HDR Kameari Sunrise (10.8.10) v2
I woke up 20 minutes ahead of my alarm on Friday, which is a bit weird considering I worked late Thursday and didn't end up getting to bed until 2am. My room faces East and the sun had just risen enough that it sent a gentle golden light bursting into my room. There were just enough clouds out to make for a good skyline, so I took a few quick pictures and went back to sleep.

I'd love to share more pictures, but today was a gross and rainy day, so I'll tell you a story instead.

I have recently finally started facing up to some of my fears that come from living abroad. When you move to a foreign country, that baseline upon which you go through life shifts. Many things you just assumed to be one way are now completely different. Others are stuff you do when you finish college and set out on your own, difficult enough in your own country and even more so in a foreign one. You have to adapt and learn as you go, and it can be a scary and difficult process.
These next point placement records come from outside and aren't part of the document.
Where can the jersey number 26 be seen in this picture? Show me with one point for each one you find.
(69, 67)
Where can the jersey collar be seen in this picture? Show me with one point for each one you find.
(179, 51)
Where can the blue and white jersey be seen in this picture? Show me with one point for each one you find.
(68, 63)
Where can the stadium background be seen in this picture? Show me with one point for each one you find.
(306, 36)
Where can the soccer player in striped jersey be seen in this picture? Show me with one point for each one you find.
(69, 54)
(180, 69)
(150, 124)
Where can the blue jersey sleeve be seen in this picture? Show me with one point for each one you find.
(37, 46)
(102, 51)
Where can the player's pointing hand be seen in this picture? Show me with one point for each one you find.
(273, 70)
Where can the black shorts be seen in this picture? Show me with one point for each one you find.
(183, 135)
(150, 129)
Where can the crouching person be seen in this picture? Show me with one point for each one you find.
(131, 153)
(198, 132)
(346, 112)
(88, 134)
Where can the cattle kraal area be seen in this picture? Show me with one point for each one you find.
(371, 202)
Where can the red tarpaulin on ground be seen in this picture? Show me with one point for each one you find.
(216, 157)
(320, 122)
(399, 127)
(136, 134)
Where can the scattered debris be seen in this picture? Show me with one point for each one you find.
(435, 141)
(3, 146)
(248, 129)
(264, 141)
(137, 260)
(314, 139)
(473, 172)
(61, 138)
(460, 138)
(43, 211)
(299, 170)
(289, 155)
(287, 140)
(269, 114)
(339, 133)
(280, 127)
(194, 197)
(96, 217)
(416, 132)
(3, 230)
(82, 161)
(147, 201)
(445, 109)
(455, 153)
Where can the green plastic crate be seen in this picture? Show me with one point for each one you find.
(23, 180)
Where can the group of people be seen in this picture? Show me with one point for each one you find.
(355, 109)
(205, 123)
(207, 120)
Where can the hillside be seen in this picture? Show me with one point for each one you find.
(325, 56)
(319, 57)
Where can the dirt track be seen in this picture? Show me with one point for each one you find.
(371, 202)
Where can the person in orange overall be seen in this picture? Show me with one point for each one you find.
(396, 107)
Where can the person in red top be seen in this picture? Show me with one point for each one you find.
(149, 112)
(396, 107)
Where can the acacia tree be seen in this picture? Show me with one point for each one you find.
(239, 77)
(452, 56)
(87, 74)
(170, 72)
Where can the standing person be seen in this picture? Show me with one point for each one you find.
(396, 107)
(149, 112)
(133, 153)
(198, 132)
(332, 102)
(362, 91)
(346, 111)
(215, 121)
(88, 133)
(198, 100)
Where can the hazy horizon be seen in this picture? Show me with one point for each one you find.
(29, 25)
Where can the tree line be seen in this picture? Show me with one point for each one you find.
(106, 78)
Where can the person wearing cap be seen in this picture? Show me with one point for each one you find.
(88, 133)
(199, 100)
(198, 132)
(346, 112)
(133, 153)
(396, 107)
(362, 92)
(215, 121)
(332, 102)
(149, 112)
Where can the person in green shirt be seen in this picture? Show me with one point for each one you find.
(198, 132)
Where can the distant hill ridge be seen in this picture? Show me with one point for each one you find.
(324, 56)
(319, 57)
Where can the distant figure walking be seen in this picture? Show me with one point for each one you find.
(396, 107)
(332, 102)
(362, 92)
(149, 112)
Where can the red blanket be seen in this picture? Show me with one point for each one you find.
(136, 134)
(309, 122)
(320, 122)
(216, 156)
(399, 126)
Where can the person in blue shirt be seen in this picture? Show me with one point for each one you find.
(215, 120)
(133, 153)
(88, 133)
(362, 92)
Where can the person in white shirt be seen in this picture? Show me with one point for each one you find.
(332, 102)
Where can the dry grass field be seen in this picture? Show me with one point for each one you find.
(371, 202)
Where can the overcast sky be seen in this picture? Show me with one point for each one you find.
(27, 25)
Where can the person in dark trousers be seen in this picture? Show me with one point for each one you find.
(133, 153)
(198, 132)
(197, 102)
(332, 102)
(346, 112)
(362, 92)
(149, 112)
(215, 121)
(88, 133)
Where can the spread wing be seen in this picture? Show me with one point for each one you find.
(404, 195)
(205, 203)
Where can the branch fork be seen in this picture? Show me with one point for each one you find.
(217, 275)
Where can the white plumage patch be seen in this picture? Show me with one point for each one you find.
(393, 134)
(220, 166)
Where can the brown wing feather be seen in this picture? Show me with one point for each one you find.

My biggest step thus far was my trip to the dentist's office today. Despite having lived here for just short of two years, up to this point I had avoided medical services all together. There's just so many things I don't know about. Not understanding what is typical and what to expect is incredibly intimidating for me. But even scarier, especially in regards to health care, is the language gap. My health related vocabulary is so incredibly basic that I'm fairly certain that I wouldn't understand half of what I was told, even more so if anything was out of the ordinary. I've been fortunate enough to have been in at least fair health since moving over and thus not needed to see a doctor. Until today, I had put off visiting a dentist as long as I could, but one of my wisdom teeth starting coming in and, though not at all painful, I figured I should probably have someone take a look at it just in case.

In the end, I went with Nishieifuku Dental Clinic, a dentist on the complete opposite side of Tokyo that is well regard in the expat community. It took me nearly an hour and a half to get there, but it was worth it. The bulk of the communication was done in Japanese (mostly because I kept speaking to them in Japanese), but the peace of mind from knowing that English was always option made life so much easier for me.

I was advised to let the wisdom tooth come in a little more to make it easier to take out, which seems sensible enough to me. I would also like to note that I was complimented by the assistant on the condition of my teeth and that she was surprised to hear that I hadn't been to the dentist for a cleaning in more than two years. It cost me about $35, which doesn't seem unreasonable, though I have absolutely no clue as to how that number was calculated.

Little by little, I'm trying to get past the fear of not knowing. What I'm beginning to realize is that there will always be things I won't fully comprehend, little black boxes that produce results I don't really understand. All I can do is prepare responsibly, give it my best go, and hope for the best. There will probably be times I get burned, but I'm confident that I will be able to get it right most of the time.